Yes you need to replace the fence periodically as well as the table.

A table saw is a far better tool for nearly all cuts.

Lisa Starr
02-27-2021, 5:54 AM
If you don't mind spending some time building the rails, look at the VSCT (very super cool tools) fence. You would be able to utilize the existing mounting holes in the saw and it makes a very nice, accurate fence when you're finished. They have videos available that cover the rail fabrications etc.

Curt Harms
02-27-2021, 8:37 AM
I don't think anyone has suggested this - and it's free. Remove the belt from the motor and turn the motor on. If there's still vibration it's either the motor or pulley.
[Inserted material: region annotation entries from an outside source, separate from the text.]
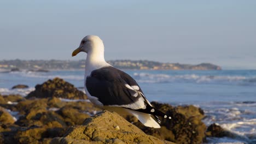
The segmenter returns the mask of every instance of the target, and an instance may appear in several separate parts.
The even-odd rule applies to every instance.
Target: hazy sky
[[[107,60],[256,69],[256,1],[0,1],[0,59],[71,59],[100,36]]]

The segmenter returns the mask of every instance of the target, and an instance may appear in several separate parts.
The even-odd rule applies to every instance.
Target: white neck
[[[109,65],[104,58],[104,46],[103,44],[94,46],[97,46],[97,47],[93,47],[88,52],[85,61],[86,71],[92,71]]]

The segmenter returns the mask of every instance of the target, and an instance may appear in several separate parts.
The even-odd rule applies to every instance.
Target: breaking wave
[[[34,91],[34,87],[29,87],[27,88],[15,88],[11,89],[6,88],[0,88],[0,94],[2,95],[19,94],[25,97],[31,92]]]
[[[242,76],[198,75],[195,74],[171,75],[167,74],[135,73],[133,74],[133,77],[140,82],[148,83],[189,82],[196,83],[240,82],[241,84],[246,84],[246,83],[256,83],[256,77],[248,78]]]

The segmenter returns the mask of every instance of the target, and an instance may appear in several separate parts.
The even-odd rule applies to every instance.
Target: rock
[[[28,86],[25,85],[18,85],[13,86],[11,89],[15,89],[15,88],[28,88]]]
[[[28,99],[15,106],[22,115],[15,122],[22,127],[42,126],[56,121],[62,127],[81,124],[94,111],[101,111],[86,101],[66,102],[55,97],[48,99]]]
[[[168,104],[157,102],[151,103],[154,107],[171,116],[172,119],[160,117],[160,129],[144,127],[139,122],[130,117],[126,119],[142,129],[146,134],[159,139],[177,143],[201,143],[205,139],[206,126],[201,119],[203,111],[194,106],[172,107]]]
[[[18,130],[14,138],[16,143],[49,143],[52,138],[61,136],[65,130],[65,129],[58,127],[34,125]]]
[[[0,123],[12,124],[14,122],[13,116],[5,109],[0,107]]]
[[[65,119],[65,122],[69,125],[82,124],[84,119],[90,117],[75,107],[65,106],[57,112]]]
[[[25,100],[25,99],[19,94],[10,94],[3,95],[3,98],[6,103],[8,101],[11,102],[19,102],[22,100]]]
[[[42,85],[36,86],[36,90],[31,92],[27,98],[50,97],[62,98],[71,99],[85,99],[86,95],[75,88],[73,85],[60,78],[49,80]]]
[[[115,112],[104,111],[70,128],[51,143],[173,143],[148,135]]]

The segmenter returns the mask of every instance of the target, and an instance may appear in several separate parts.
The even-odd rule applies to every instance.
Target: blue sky
[[[71,57],[88,34],[105,58],[256,69],[256,1],[1,1],[0,59]]]

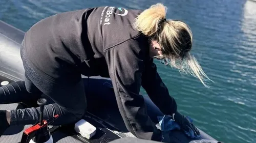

If no vibration, put the belt back on, remove the blade nut and washer. Turn it on. If no vibration it's the blade nut or washer. It there' still vibration it's probably bearings or arbor. Some of the pulleys on contractors saws aren't the best quality and can be out of balance. I had to replace a pulley on a drill press and ordered a machined cast iron pulley from Amazon. Replacing the stepped cast pulley with a single sheave machined pulley made a HUGE difference in the level of vibration. I was replacing the original 5 step pulley with a 3 phase motor and VFD so still (continuous) variable speed.

Mark Mrsa
02-27-2021, 12:31 PM
Lee, again thanks for your experienced advice! I plan on using the RAS for cross cuts predominately and possibly angled cuts.
Mark

Mark Mrsa
02-27-2021, 12:34 PM
Lisa, Thanksfor the recommendation. To confirm, with this brand of fence system there is no need to make additional holes into the table sides of the Craftsman 10" contractors table saw model no. 113?
Mark

Mark Mrsa
02-27-2021, 12:42 PM
Curt, thanks for the advice. Please explain further about the pulleys you've updated. What is a single sheave pulley? I found a tool site, in-line Industries that sells after market pulleys, along with
amazon. I want to make sure I buy the appropriate replacements. I also don't know what a 5 step pully is?
I have the original motor and will upgrade if the bearings are deteriorating? What is a VFD? I didn't realize there are variable speed motors for table saws.
Your feedback would be appreciated.
Mark

Lisa Starr
02-27-2021, 12:51 PM
Mark, with the VSCT fence you build your own rails and they can mount wherever the old fence mounted.